Another morning, I asked Mummy if I could go and play next door. She said something about not wanting to disturb the nice neighbours. How did she know they were nice? She had never spoken to them. Instead, she asked Mapande and I to go the shops to buy some things for the visitors. Mapande put his arm around my neck and pulled me with him, it always annoyed me. I tried to wriggle free, but he held me tight and didn’t want to let go. He pulled me from our house in the back, walked me past the main house to the gate. When we were outside the gate, he let my neck go, but started walking towards the road. To get to the road we would pass their gate on the right. I knew what the yard looked like from the inside, but I wondered what it was like to go through the gate. To be invited in.

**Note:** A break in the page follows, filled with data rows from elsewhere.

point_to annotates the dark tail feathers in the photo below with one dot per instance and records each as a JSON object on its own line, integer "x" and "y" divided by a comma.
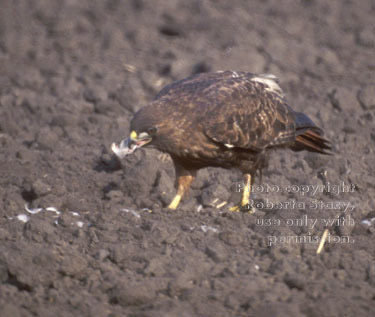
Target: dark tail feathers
{"x": 309, "y": 136}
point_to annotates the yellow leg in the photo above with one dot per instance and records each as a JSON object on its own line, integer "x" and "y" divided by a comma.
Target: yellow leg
{"x": 184, "y": 182}
{"x": 176, "y": 200}
{"x": 245, "y": 196}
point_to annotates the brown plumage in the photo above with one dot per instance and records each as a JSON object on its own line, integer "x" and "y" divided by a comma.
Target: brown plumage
{"x": 223, "y": 119}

“Why doesn’t your friend come to play?”
“He has to ask his mother.”
“All these weeks, he’s still asking his mother?” There was laughter in his voice, the kind of laughter that mocks you. I looked around, wanting to go. We had reached their gate. If I couldn’t go where I wanted, I’d rather be home. But Mapande kept walking.
“You and I will always be here, Matteu. On this side of the gate. And people will always tell us this is where we belong.” He looked at me, raising his eyebrows to make sure I understood.  I nodded my head.
“Is that what Derek told you?” Mapande stopped and looked at me for a long time. He didn’t say a word. Then he shrugged his shoulders. “Are you coming?”

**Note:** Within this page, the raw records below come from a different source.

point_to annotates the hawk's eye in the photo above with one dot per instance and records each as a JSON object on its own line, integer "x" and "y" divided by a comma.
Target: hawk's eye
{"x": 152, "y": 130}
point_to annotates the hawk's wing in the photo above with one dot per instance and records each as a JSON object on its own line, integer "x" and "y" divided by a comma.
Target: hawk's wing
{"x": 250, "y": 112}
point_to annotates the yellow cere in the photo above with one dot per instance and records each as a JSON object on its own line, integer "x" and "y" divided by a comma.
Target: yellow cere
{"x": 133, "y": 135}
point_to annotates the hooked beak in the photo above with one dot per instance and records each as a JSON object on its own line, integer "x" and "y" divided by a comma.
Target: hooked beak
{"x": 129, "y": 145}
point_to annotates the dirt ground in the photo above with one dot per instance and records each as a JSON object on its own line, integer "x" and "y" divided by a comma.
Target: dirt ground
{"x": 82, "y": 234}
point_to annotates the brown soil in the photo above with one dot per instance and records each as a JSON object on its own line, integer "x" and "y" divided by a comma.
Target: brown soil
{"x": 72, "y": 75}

That afternoon, I climbed the flamboyant tree. It wasn’t a dare, more like a request. The boy wondered if I could climb to reach the branches on his side, and I was curious about climbing all the way along the other branches. I went up the smooth trunk easily because Mapande and I had done it so many times. As I reached one branch, I had to steady my feet more because it was a branch I hadn’t climbed before. It didn’t have the smoothness from all the times our feet had gone up and down. I inched along, testing the strength of the branch as I moved forward. Then suddenly my hands touched a small nest of moths and with me disturbing them, they flew in every direction. It surprised me. I lost my balance and went down. I had fallen before. Many times. But this time I was stupid. I put my hand out, hoping to cushion the fall. When I lifted my arm again, it pierced with pain and dangled like a sock off my foot.

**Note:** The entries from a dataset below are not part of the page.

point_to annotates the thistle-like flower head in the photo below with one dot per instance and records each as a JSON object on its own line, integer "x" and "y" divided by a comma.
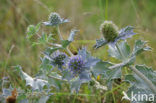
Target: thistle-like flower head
{"x": 109, "y": 31}
{"x": 81, "y": 64}
{"x": 55, "y": 19}
{"x": 112, "y": 35}
{"x": 76, "y": 64}
{"x": 58, "y": 58}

The boy ran off into the house. Was he afraid he’d get into trouble because I fell into his yard? I heard shouting, and then he came back, his mother following him urgently.

From there, they called Mummy, we went to the clinic, they gave me medicine to sleep while the doctor was fixing my arm. And then I remember Mummy being upset and wondering why this boy had completely taken over my life.

He was a boy just like me, but so different, and Mapande was right. We were walking on our side of the fence. I thought about Daddy. He used a strong voice with Mummy and looked her in the eye. He was strict with us, but he behaved differently with Mr Mukuka, even with Mrs Mukuka and Lorraine. With them, he was quiet, listened more than he spoke and often had his head down. It took me a long time to understand why, but finally I understood. And years later, Mapande and I agreed we’d never be like that.

The broken arm and the new neighbours were the big things that happened that year. One of them left a mark on me that will never go away and through the other, I learned a lesson I’ll never forget.